Guess what? If you’re using an unencrypted Wi-Fi network, such as in a public place, any data you transmit over that network is inherently insecure and can be intercepted by anyone nearby with the right tools. Wireless is essentially a shared medium that is broadcast via radio waves. Therefore, anyone with a wireless card could monitor your network traffic, which could include passwords, account numbers, etc.
To protect yourself against possible intrusions, follow these general guidelines when connecting to an unencrypted Wi-Fi network, especially when accessing confidential/financial systems or handling important data.

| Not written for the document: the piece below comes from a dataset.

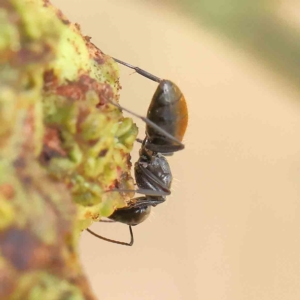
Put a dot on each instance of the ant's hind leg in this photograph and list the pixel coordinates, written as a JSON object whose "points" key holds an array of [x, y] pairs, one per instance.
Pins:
{"points": [[113, 241]]}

- Turn off your Wi-Fi when away from home or work, if you’re not using it, in order to prevent unintended connections to potentially unsafe wireless networks
- If you have to use a public Wi-Fi, use Virtual Private Networking (VPN), such as Pace VPN (vpn.pace.edu), to create a secure tunnel which ensures that your data is encrypted as it travels over the Internet
- Browse only encrypted Web pages that use HTTPS (check the beginning of the Web address)
- Perform file transfers using encrypted transfer services such as Secure Shell (SSH) protocol, sFTP, FTPS and HTTPS
- Make folders on your computer private – This will make it more difficult for hackers to access your files.
Pace University moved to secure its wireless network in the summer of 2010 and currently encrypts all data traveling over its Pace_Secure wireless network. This means that the information that travels between your computer and the access point is now encrypted, so it cannot be deciphered by anyone, except by the rightful recipient(s).